Le deuxième axe porte sur les conditions matérielles, politiques et juridiques de la dépossession territoriale et sur les diverses modalités de la réponse amérindienne. La dépossession résulte d’abord du choc de deux logiques territoriales opposées : celle des Autochtones, qui sera progressivement marginalisée, et celle des colons et des entrepreneurs eurocanadiens, qui s’imposera comme la logique dominante, surtout à partir du XIXe siècle. Si elle résulte de nouvelles réalités économiques, la marginalisation territoriale des Autochtones témoigne aussi de l’émergence et de l’affirmation d’un nouvel État colonial. Au plan politique et juridique, la dépossession territoriale des Amérindiens se réalise en effet dans le cadre de la constitution d’une nouvelle souveraineté sur le territoire, celle des Britanniques, dont le Canada moderne est l’héritier. Cette souveraineté s’érige face à une autre — celle des Premières Nations — qu’elle doit supplanter, processus qui passe par le contrôle du territoire et la constitution d’une nouvelle légitimité juridico-politique.
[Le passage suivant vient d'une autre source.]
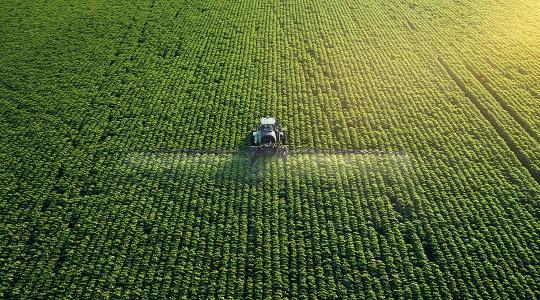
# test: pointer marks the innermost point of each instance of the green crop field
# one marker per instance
(442, 95)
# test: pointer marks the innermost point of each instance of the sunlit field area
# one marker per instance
(413, 170)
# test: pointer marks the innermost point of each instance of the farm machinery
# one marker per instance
(268, 138)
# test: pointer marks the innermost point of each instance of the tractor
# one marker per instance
(268, 138)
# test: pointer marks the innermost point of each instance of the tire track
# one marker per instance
(523, 159)
(483, 81)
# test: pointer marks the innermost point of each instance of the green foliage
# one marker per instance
(454, 84)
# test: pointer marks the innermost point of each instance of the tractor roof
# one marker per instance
(268, 121)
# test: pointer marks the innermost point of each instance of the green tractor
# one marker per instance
(268, 138)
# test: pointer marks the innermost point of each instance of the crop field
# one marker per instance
(441, 98)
Nous entendons, dans le cadre de cette Chaire, étudier le contexte idéologique et juridico-politique dans lequel se réalise la dépossession territoriale des Autochtones, pour voir comment elle est légitimée par les autorités coloniales et canadiennes. À travers ce deuxième axe de recherche, il s’agit notamment d’interroger le modèle britannique traditionnel, celui du processus de dépossession territoriale par voie de traités. Même si, à partir de 1760, le centre et l’est du Canada appartiennent au même grand empire colonial, la politique adoptée à l’égard des terres autochtones y suit toutefois des parcours dissemblables, la voie « classique » d’acquisition des terres par traités n’étant mise en œuvre que dans une colonie, le Haut-Canada, alors qu’ailleurs les autorités britanniques procèdent sans chercher à obtenir au préalable l’assentiment des Autochtones.
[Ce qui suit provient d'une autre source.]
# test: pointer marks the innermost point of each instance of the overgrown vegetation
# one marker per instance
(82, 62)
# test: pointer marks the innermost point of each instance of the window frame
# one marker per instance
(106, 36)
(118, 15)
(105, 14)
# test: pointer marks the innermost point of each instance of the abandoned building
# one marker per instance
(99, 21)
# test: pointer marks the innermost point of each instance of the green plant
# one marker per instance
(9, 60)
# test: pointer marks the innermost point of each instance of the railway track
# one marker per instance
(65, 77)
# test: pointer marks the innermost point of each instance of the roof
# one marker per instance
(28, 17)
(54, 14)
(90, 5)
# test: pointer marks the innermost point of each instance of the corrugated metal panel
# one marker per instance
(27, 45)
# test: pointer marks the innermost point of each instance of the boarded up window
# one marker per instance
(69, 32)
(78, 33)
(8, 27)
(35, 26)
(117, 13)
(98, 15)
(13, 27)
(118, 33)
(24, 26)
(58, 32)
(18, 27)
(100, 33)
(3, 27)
Le questionnement sur la manière dont les acteurs britanniques et eurocanadiens de cette époque ont rationalisé le processus de dépossession ne peut être dissocié d’une étude des rationalisations amérindiennes. La confrontation des logiques territoriales sur le terrain se combine à un affrontement entre des rationalisations juridiques souvent divergentes. Mais si les « forces de l’histoire » jouent contre eux, les Amérindiens n’assistent pas passivement au processus qui conduit à leur confinement progressif dans les réserves : ils protestent, revendiquent, cherchent à faire valoir leurs droits, invoquant leur occupation ancestrale des lieux, des promesses faites par les Britanniques, des traités, la Proclamation royale ou encore la tradition d’alliance avec les Européens. Sans banaliser les impacts de la dépossession, l’analyse des rationalisations des Autochtones permet de leur redonner un rôle d’acteurs historiques et de mettre en valeur leurs propres conceptions de leurs droits et des rapports qui les unissaient aux puissances coloniales venues s’établir en Amérique du Nord. Ce deuxième axe de recherche ouvre aussi la voie à des comparaisons intéressantes à l’intérieur même du Canada, avec la Colombie-Britannique, où les traités de cession furent l’exception. Des parallèles sont aussi possibles avec d’autres lieux de l’empire britannique, où la question territoriale se pose dans des termes similaires, comme l’Australie, où les peuples aborigènes ont été dépossédés sans que l’État colonial ne conclue de traités.